Wednesday, February 11, 2009

The Litter - Emerge

This 1969 album by Minneapolis garage rockers (their Pebbles classic “Action Woman” has been covered innumerable times) turned hard-rockers is a masterpiece of intensity and guitar-centric wildness! Drummer Tom Murray has a great sound and his attack drives the group right from the start. Lead guitarist Ray Melina lets riffs fly right and left with plenty of noise and feedback while rhythm guitarist Dan Rinaldi and bassist Jim Kane hold down the fort, letting vocalist Mark Gallagher cut loose on top of it all.

Starting, appropriately enough, with “Journeys”, a wall of feedback builds as Murray does his best Keith Moon imitation and Melina blasts out licks while the band churns with a hi-energy toughness. More perfect guitar and drumming opens up “Feeling” and never lets up as Gallagher does his best to scream and shout over the madness. This is a showcase for Melina and he practically can’t stop himself from throwing out more cool lines throughout the entire song.

Giving us moment to breath, they slow down for the quiet, melodic, jazzy blues of “Silly People”. This has several sections and was certainly influenced by jazz-pop such as Dave Brubeck’s “Take Five”. But, they can’t hold back for long and soon enough, Ray explodes again with a wild solo before they bring it all down again. Back with a powerful incessant beat in “Blue Ice”, they add some menacing sounding minor chords which allows Gallagher to sing out like Arthur Brown and shriek to introduce more terrific guitar playing.

Showing their originality in their covers, “For What It’s Worth” moves from slow, quiet verses to almost out-of-control chugging choruses. Everyone gets to show off on this one, from more distorted, sustained guitar work to nice vocals harmonies to a perfect Ian Gillian-like scream! Side two of the album begins with an equally unique “Little Red Book” that removes the identifying riff and adds huge power chords. Cool and different!

A melodic piece of psych-pop, “Breakfast at Gardenson’s” is a fine example of this style – not quite as crazed as their other numbers, but far from wimpy with nice singing and playing.

Their musical odyssey, “Future of the Past” closes the album with a multi-sectioned number which moves from quiet to insanely loud and then allows drum-master Murray to perform a solo. Yes, drum solos are always a bad idea and generally boring as hell, but Tom is just so damn good that it keeps your interest and doesn’t make you jump up and eject the record!

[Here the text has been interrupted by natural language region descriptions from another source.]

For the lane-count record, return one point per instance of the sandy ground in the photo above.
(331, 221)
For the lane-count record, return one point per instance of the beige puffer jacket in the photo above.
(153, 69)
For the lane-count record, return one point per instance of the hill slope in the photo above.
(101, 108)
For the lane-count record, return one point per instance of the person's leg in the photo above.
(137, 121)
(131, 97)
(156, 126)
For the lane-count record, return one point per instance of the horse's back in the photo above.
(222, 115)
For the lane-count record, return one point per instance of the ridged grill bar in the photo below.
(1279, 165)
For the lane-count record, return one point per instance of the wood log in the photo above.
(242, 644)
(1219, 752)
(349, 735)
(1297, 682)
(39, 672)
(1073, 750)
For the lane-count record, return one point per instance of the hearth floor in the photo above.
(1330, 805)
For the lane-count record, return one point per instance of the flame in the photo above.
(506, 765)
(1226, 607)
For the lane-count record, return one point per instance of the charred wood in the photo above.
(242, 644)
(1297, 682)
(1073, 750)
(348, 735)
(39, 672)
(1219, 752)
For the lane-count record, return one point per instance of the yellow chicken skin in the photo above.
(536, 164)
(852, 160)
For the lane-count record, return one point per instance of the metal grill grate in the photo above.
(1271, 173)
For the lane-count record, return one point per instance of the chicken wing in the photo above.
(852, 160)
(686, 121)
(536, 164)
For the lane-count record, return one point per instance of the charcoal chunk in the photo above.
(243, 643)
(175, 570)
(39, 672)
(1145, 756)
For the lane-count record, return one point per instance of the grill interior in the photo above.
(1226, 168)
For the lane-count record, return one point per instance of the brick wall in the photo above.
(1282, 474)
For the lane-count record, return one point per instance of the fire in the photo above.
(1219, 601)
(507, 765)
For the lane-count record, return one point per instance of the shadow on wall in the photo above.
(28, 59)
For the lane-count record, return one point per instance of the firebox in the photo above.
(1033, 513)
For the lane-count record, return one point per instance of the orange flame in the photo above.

This is another link between garage, psych, hard rock and heavy metal, but a damn fuckin’ great example of it all with an almost Detroit-styled intensity to the playing. If you’re not a stick-in-the-mud revisionist who has to fit everything into a neat, little category and you wanna hear another example of the beginning of punk’n’roll not dissimilar to Blue Cheer, this is a classic!